Okay, let’s get started on the Spinach-Basil Pesto. You need about 1 1/2 cups fresh spinach leaves and 3/4 cup fresh basil leaves. Press the leaves into your measuring cup to get an accurate measure.
Place those in your food processor along with1/2 cup pine nuts, 1/2 cup grated parmesan cheese, 4 cloves garlic, 1 tbsp fresh lemon juice and 3/4 tsp salt, and 1/2 cup olive oil.
PULSE until the mixture is smooth, but not totally blended to smitherines. It should look something like this:
You just made pesto! Now, you only need about 1/2 cup for the chicken recipe…put the rest in an airtight container and store in the refrigerator.
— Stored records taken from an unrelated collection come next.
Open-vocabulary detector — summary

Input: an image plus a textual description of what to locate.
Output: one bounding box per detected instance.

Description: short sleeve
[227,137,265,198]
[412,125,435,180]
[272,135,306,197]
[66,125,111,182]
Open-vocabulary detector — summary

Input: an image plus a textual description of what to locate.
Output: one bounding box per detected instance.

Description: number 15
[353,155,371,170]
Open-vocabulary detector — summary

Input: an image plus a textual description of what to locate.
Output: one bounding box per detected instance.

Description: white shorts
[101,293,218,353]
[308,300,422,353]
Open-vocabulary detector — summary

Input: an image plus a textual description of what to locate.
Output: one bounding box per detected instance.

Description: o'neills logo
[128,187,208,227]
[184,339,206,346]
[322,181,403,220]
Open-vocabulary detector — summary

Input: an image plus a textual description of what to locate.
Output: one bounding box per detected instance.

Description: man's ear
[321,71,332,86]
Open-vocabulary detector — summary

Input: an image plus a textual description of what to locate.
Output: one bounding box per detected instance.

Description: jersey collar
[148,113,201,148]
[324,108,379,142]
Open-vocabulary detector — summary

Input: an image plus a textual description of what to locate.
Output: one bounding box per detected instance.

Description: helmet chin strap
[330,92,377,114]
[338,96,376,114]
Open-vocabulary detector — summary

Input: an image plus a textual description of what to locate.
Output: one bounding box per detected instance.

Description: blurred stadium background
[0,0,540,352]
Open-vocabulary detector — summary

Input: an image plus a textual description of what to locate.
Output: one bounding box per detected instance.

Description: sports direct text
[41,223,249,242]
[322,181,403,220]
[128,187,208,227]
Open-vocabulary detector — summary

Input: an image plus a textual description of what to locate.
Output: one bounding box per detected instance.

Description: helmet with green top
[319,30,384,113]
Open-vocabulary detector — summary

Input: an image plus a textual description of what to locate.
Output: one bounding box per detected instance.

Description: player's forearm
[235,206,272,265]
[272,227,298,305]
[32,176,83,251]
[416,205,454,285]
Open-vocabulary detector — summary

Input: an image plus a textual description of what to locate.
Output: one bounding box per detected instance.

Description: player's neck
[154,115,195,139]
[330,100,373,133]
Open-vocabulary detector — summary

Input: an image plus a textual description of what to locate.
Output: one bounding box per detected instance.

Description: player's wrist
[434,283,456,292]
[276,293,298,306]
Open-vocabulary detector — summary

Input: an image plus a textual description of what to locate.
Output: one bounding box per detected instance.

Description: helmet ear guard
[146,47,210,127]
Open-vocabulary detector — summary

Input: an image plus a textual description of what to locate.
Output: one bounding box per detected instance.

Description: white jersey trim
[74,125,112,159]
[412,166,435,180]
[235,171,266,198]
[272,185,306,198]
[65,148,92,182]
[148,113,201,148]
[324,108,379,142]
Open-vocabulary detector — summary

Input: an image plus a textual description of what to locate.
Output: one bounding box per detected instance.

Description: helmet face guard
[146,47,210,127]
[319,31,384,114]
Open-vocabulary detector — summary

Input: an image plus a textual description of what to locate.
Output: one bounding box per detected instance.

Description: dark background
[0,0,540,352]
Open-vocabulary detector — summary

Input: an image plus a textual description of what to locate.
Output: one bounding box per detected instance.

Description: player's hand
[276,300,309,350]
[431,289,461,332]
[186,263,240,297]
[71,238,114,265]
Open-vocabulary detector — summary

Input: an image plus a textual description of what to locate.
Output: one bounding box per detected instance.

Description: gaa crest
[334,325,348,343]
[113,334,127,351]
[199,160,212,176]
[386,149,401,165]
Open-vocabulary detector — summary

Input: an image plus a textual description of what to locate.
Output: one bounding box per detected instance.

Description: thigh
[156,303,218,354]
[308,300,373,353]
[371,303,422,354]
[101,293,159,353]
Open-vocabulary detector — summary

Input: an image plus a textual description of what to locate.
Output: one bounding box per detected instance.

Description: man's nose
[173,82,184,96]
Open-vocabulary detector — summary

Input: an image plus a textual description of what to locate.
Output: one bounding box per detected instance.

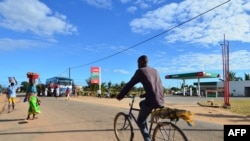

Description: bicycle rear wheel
[114,112,134,141]
[153,122,188,141]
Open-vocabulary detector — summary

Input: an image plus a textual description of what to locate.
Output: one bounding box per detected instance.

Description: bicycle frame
[114,95,188,141]
[128,95,157,136]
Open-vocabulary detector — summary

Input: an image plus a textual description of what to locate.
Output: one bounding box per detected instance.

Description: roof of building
[165,72,220,79]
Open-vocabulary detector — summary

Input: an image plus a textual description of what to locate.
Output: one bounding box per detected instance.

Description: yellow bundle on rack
[151,107,194,126]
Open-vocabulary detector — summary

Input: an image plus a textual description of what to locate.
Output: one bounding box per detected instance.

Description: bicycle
[114,95,188,141]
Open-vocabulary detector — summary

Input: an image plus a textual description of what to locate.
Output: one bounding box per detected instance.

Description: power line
[71,0,231,69]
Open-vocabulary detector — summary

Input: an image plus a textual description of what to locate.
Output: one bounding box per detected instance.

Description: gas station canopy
[165,72,220,80]
[165,71,220,96]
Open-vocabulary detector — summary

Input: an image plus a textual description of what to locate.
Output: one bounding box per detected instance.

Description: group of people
[7,77,41,120]
[5,55,164,141]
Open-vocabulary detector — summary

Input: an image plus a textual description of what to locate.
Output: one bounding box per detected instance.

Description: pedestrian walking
[66,87,70,100]
[44,87,48,97]
[7,77,17,113]
[26,73,41,120]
It’s great on a sandwich in place of mayonnaise, or as a dip or spread with crackers and bread!
Let’s move along to the chicken part of this dish. Place 4 chicken breasts (or about 10-12 chicken tenderloins if you prefer) into a large ziplock bag along with the 1/2 cup of pesto that you saved.
Seal the bag and mush it. Squeeze it. Give it a good squoosh. Just make sure the chicken is entirely covered with pesto.
Cover a baking sheet with foil and place your pesto bathed chicken on the foil.
Bake at 350 degrees for about 25-30 minutes for chicken breasts (or about 20 minutes for chicken tenders), or until chicken is cooked through. Turn your oven up to BROIL.
Slice or chop up a tomato or two and scatter over chicken.
Slice about 1 cup of mushrooms and scatter those over the chicken as well.
And lastly, spirnkle on about 1/2 cup of shredded mozarella cheese (you could use sliced fresh mozarella cheese instead…yumm!)
Broil until the cheese is melty and gooey and a beautiful golden brown.
Serve on a bed of rice for a complete meal! Doesn’t that look amazing?!?!?!
And trust me, it is SOOOO good! And, it comes together very quickly.